Ten states and Mexico have legal claims that require Colorado to deliver portions of its water downstream. There are nine interstate compacts, two Supreme Court apportionment decrees, two memoranda of understanding, and two international treaties, all limiting Colorado’s use of the water that falls on its mountains. To use its entitled share, Colorado must store the water during spring runoff, in order to use it during dry periods – and that is the issue. Colorado has never had enough capacity, in all its reservoirs, to store all the water to which it is entitled under these interstate agreements, in any of the eight major river basins in the state. So every year Colorado loses some of its own water because of the inability to capture and use it. Lucky Nebraska.
That’s why water storage has always been Colorado’s most important, if also most difficult, water issue.
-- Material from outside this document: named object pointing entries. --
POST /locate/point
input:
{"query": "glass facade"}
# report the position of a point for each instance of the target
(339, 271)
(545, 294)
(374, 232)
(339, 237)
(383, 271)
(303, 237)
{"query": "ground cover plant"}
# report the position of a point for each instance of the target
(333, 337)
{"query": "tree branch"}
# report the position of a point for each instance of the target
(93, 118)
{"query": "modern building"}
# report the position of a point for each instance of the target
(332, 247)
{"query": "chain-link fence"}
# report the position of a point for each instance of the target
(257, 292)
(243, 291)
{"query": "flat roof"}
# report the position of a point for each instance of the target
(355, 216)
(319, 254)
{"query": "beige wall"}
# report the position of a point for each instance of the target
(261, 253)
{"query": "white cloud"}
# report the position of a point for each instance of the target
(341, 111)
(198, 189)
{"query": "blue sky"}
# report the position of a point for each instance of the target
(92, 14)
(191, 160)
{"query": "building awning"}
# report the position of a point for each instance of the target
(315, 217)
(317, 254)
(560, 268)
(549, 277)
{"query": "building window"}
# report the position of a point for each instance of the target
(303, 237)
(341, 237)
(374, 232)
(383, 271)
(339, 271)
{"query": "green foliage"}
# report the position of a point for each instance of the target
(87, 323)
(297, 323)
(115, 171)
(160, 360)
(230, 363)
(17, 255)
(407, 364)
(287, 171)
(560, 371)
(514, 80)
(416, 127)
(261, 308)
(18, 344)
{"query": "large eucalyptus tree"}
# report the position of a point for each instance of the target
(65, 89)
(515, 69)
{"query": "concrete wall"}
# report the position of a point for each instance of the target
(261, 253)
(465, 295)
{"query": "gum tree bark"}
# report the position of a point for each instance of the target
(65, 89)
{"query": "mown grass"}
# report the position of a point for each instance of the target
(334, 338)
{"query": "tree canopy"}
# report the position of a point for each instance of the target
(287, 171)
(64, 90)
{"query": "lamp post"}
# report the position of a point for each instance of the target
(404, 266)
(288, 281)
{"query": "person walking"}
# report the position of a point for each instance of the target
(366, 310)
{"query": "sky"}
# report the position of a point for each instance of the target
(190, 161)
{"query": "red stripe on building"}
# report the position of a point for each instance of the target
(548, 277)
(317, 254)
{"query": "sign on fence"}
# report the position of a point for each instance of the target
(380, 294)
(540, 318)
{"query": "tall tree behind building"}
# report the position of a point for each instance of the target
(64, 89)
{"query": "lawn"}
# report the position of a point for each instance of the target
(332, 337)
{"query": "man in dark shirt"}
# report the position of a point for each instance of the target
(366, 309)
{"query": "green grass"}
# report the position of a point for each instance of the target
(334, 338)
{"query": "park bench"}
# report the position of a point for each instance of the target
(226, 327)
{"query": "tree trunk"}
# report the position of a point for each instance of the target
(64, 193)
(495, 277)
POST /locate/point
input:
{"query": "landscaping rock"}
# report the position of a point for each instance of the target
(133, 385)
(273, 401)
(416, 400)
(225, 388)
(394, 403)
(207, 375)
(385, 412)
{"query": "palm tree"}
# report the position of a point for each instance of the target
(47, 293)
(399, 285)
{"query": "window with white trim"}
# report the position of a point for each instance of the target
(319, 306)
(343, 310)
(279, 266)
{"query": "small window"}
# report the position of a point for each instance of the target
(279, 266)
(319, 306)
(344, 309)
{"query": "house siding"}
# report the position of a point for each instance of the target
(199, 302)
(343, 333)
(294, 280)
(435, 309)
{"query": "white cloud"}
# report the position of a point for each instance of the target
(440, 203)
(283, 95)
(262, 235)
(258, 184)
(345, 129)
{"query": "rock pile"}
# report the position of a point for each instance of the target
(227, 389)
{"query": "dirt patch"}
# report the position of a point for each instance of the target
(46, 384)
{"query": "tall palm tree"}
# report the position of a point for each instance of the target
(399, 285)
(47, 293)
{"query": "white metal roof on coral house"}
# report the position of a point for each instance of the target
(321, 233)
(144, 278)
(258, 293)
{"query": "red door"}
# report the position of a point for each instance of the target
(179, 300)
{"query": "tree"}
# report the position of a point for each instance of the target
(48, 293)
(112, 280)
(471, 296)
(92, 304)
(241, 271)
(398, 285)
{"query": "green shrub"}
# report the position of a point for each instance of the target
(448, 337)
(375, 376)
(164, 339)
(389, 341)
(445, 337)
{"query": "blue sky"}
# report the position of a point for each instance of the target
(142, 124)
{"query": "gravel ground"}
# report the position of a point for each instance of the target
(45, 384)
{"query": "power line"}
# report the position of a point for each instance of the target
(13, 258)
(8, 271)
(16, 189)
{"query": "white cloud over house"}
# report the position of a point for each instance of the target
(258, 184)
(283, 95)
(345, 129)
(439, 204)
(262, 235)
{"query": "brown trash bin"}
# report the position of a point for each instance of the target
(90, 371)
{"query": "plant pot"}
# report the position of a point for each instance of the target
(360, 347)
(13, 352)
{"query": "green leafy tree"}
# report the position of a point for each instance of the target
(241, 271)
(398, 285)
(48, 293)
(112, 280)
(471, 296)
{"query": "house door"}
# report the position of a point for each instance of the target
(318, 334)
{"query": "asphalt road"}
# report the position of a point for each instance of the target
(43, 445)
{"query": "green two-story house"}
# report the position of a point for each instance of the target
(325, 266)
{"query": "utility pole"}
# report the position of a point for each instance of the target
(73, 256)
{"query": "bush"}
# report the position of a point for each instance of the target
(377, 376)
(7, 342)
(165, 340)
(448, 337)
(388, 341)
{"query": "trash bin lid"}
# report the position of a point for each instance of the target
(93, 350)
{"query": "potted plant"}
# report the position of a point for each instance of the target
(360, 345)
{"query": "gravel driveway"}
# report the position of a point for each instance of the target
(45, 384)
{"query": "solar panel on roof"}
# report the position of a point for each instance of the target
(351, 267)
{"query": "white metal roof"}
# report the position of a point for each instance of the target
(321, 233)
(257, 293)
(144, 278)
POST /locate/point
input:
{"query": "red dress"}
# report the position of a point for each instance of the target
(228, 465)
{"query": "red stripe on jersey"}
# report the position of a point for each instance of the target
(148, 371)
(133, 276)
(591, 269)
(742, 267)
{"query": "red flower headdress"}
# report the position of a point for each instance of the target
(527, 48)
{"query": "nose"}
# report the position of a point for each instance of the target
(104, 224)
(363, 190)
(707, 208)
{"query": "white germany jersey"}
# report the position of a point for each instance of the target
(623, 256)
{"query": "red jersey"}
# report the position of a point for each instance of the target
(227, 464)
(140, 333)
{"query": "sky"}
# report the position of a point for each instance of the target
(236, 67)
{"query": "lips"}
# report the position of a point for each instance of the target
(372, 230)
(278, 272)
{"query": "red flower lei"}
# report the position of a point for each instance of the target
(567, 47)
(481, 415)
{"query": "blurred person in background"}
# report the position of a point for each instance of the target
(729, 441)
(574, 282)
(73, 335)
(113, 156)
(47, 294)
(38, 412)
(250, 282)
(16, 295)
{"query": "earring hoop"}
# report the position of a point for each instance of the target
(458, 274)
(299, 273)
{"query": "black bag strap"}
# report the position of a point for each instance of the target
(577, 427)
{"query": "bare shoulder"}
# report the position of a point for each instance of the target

That’s why hundreds of leaders spent several years in basin roundtables across the state developing Colorado’s own water plan, under the leadership of my DNR successor and friend, Russell George. The plan calls for major conservation measures, but also for construction of 400,000 acre-feet of additional water storage, though it does not specify the location. Nebraska fears that might be in the South Platte Basin because of planned projects of both Denver Water and the Northern Colorado Water Conservancy District. The plan calls for spending $20 billion, which is about as realistic as Nebraska spending $500 million condemning farmland in Colorado. Lawyers in both states must be salivating.
Colorado State Senator Jerry Sonnenberg (R-Sterling) has a better idea. He suggests the two states “partner in the cost of storage along the South Platte so both of us can benefit from a consistent source of water.” In other words, the two states ought to pool their resources and build water storage systems for the use of both states. As he points out, that would relieve the pressure from thirsty cities, saving farmland in both Colorado and Nebraska that might otherwise be dried up.
Nebraska could stop worrying about Colorado using its own water, Colorado could stop worrying about Nebraska’s condemnation plan, and both states could save a lot of money.